Climate Change and Health: Mobilizing Public International Law into Action

This post launches a new Digital Symposium, Climate Change and Health: Mobilizing Public International Law into Action by Guest Editors Thalia Viveros Uehara and Alicia Ely Yamin. Check back for more posts twice a week!

The election of Donald J. Trump, who has called climate change a “hoax” and in his prior administration pulled the U.S. out of the Paris Agreement, has sent shock waves through government and civil society leaders gathered at COP29. Argentina has walked away from the negotiations. Meanwhile, top leaders from the world’s largest polluting nations have not attended. COP29 was supposed to mobilize commitments to finance climate action as well as solidify the growing “health turn” within the U.N. Framework Convention on Climate Change (UNFCCC), including WHO guidance on integrating health into Nationally Determined Contributions. But that progress seems now in jeopardy.

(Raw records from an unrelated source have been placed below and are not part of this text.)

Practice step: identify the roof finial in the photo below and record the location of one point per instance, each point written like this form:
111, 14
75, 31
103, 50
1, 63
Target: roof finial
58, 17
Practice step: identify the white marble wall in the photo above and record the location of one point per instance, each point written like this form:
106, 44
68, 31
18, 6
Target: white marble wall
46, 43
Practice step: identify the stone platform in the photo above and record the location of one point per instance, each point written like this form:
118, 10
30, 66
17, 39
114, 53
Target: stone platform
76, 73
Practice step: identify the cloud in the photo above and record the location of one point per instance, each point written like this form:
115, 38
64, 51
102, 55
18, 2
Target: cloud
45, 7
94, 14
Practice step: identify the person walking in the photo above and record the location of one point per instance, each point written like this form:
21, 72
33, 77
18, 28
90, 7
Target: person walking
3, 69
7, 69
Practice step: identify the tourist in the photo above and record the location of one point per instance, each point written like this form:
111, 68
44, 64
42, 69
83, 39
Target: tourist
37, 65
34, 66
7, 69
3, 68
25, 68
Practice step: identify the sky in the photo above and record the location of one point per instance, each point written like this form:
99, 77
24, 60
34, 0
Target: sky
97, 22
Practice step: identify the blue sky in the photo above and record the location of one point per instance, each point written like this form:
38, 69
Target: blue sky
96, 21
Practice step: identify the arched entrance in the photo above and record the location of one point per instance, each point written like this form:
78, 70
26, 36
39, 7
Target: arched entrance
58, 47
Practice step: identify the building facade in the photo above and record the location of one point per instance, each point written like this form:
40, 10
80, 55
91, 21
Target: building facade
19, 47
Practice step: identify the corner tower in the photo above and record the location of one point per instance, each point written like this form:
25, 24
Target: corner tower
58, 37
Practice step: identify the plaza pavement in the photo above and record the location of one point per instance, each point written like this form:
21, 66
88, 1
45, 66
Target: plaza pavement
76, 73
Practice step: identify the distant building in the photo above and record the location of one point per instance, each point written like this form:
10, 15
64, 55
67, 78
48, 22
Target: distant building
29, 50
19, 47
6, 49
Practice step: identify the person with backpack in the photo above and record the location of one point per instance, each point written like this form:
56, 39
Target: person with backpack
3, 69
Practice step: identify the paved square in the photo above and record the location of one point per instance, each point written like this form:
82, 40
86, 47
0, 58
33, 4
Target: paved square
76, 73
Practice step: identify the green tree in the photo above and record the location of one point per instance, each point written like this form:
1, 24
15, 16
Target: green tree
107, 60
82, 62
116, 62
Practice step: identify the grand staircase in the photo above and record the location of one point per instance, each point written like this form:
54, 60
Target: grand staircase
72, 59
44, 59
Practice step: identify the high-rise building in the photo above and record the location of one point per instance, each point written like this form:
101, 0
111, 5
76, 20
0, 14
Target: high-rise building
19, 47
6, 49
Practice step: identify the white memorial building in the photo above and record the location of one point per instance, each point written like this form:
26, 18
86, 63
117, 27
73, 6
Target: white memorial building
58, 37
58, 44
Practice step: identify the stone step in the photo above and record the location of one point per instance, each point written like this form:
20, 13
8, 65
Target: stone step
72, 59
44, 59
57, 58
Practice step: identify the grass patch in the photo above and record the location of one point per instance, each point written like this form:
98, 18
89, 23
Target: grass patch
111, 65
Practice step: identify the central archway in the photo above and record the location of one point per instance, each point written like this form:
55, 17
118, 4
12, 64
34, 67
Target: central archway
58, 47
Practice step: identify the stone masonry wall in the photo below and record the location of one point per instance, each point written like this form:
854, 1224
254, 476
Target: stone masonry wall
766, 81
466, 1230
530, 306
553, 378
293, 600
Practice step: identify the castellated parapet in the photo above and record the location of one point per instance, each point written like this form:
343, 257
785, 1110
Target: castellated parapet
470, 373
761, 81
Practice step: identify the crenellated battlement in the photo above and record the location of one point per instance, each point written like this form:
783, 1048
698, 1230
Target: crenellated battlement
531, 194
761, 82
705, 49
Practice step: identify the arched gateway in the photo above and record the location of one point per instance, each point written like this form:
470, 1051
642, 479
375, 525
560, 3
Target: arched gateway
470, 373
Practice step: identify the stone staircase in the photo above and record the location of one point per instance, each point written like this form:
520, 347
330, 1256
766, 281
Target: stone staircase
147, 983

This digital symposium makes clear that stakes could not be higher for global health. Projections estimate that between 2030 and 2050, climate-related health impacts could lead to an additional 250,000 deaths per year, largely from undernutrition, malaria, diarrhea, and heat stress. Furthermore, mental health conditions are worsening as extreme weather, livelihood losses, and wildfire smoke increase trauma.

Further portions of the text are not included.